Mittwoch, 7. Januar 2009

Schlechte Nacht

Vor einigen Tagen schrieb ich etwas über die „Gute Nacht“, weil mir davor der Ge­danke kam, was bedeutet es, wenn man seinem Partner vor dem Schlafengehen, eine „Gute Nacht“ wünscht. Es ist doch ein schöner Zug vom Partner, seinem Partner eine „Gute Nacht“ zu wünschen. Ich mache es jeden Abend, und ich gebe meiner ed­len Gattingemahlin einen süssen Kuss, das muß sein.

Das ist schön und gut, man sieht daran, dass ich doch ein guter Mensch bin, wenn auch andere das Gegenteil behaupten, weil sie mich nicht wirklich kennen.

Aber jetzt kam dann der Gedanke, was bedeutet es, wenn man einem Menschen eine „Schlechte Nacht“ wünscht. Es ist doch eigentlich ein Witz und ein Zeichen, dass sich in meinem Gehirn so schlechte Gedanken abspielen, aber man weiß es, dass das gehirn seine eigenen Wege geht, ohne uns zu fragen.

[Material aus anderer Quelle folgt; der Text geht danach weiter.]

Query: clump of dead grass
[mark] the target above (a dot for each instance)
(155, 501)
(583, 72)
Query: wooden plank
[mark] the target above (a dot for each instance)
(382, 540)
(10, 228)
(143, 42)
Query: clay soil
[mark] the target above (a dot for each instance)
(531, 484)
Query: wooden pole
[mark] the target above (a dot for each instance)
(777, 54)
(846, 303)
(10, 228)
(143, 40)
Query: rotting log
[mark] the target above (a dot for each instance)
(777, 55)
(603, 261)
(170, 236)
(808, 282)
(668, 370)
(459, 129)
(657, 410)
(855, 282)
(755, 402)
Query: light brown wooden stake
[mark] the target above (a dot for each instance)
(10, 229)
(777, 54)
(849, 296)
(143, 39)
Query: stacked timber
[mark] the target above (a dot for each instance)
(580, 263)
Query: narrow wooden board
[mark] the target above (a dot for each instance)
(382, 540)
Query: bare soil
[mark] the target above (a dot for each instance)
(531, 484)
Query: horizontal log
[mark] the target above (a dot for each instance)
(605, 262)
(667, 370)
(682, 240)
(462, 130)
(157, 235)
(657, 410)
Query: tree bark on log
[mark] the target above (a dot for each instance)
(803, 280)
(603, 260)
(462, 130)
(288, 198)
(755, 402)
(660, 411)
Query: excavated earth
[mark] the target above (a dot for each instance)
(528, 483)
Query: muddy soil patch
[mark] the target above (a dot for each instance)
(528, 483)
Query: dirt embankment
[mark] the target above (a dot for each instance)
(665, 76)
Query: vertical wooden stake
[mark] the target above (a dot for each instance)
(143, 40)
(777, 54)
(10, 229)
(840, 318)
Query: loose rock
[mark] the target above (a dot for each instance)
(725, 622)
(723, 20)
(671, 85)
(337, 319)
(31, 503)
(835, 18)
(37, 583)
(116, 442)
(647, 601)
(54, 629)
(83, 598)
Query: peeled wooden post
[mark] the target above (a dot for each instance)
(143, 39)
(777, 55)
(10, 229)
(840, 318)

Natürlich wünscht man keinem Menschen eine „Schlechte Nacht“, aber man denkt es, wenn man den Menschen nicht leiden kann. So kann es auch in einer Beziehung sein, ob jetzt verheiratet oder nicht. Aber was mir in meinen Gedanken so auffällt, ist das Verhalten eines Partners, wenn er, ohne etwas zu sagen, in das Bett geht, sich umdreht und die Kettenmotorsäge ( hier ist das Schnarchen gemeint) anschmeißt.

Dieses Verhalten könnte dann bedeuten, dass sich die Partner eine „Schlechte Nacht“ wünschen, und noch dazu der heimlichen und unausgesprochenen Meinung sind, dass er seinem Partner ein angenehmes Wanzenrennen auf dessen Körper wünscht.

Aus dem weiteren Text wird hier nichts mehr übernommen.